What’s the difference between vw and dvw inside clamp()?
vw is the initial viewport width — it only changes on resize. dvw is the dynamic viewport width — it updates as the iOS Safari address bar shrinks/grows. Inside clamp(), dvw gives true viewport-responsive sizing but can cause layout shift as the address bar animates. svw (small viewport) is stable — always the smallest possible size. Use dvw for sizing that should follow address-bar changes (hero text); use svw for layout that must stay stable (modals, sticky headers).

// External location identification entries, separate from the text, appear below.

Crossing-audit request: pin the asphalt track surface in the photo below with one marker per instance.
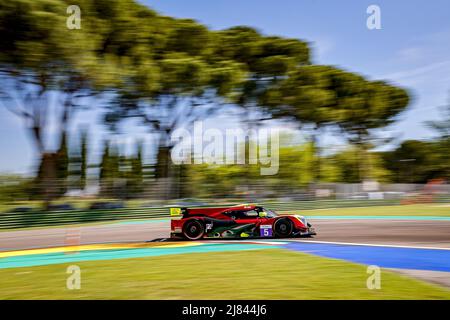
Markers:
(417, 233)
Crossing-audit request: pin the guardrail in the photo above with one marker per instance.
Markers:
(53, 218)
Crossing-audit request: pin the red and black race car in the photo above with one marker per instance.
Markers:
(242, 221)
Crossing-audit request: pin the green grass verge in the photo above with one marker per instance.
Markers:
(258, 274)
(437, 210)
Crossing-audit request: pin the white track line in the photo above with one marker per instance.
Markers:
(370, 244)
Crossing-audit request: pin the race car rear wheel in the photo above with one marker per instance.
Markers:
(283, 227)
(193, 230)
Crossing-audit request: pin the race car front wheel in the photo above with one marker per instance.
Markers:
(283, 227)
(193, 230)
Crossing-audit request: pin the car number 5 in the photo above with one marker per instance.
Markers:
(265, 230)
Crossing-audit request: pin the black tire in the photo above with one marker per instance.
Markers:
(193, 230)
(283, 227)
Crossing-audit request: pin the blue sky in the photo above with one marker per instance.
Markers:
(412, 50)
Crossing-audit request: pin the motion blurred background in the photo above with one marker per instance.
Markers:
(87, 114)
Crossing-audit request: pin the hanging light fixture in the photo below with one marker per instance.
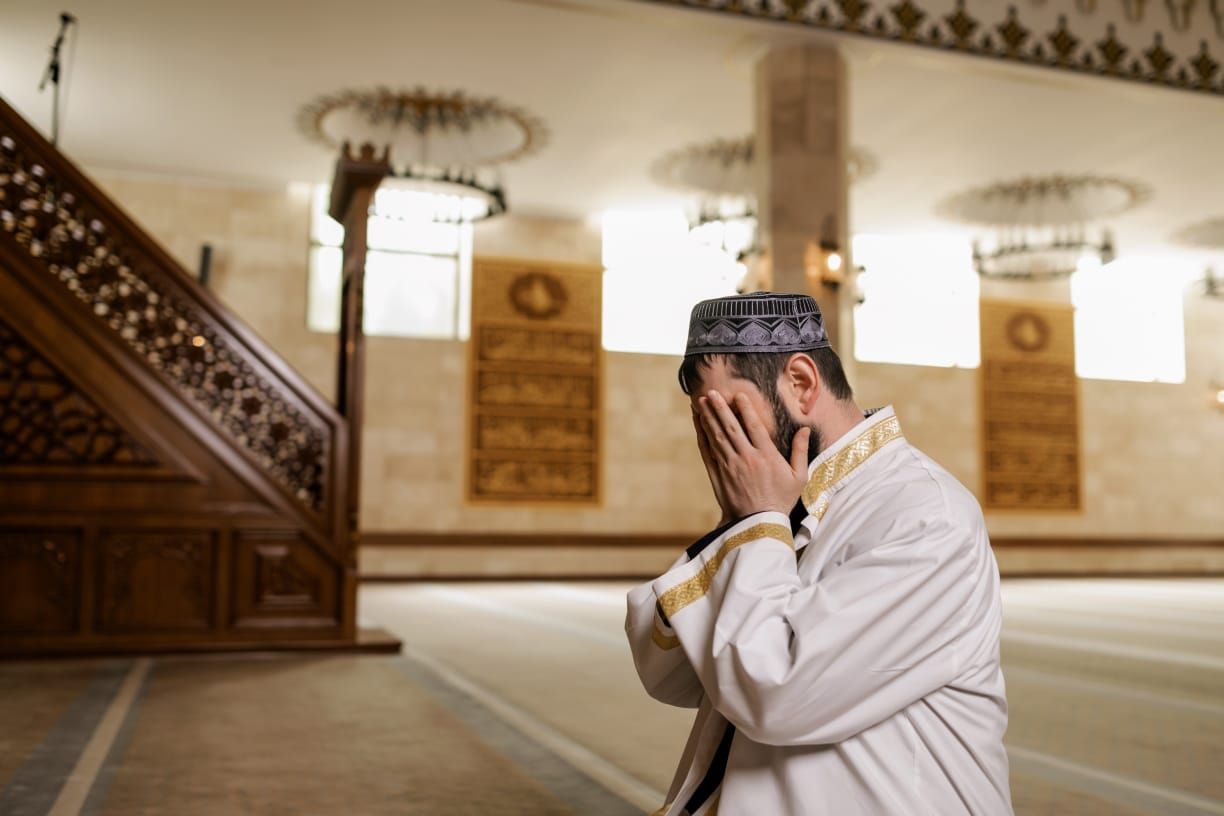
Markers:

Can I use clamp() with container query units like cqi?
Yes — and it’s the most powerful pattern most tutorials skip. font-size: clamp(1rem, 0.5rem + 4cqi, 2rem) makes the font fluid to the parent container’s inline size, not the viewport. Set container-type: inline-size on the parent, then the child’s clamp values scale with the container — so the same card component looks right in a 300px sidebar and a 1200px hero, with zero wrapper class or media query.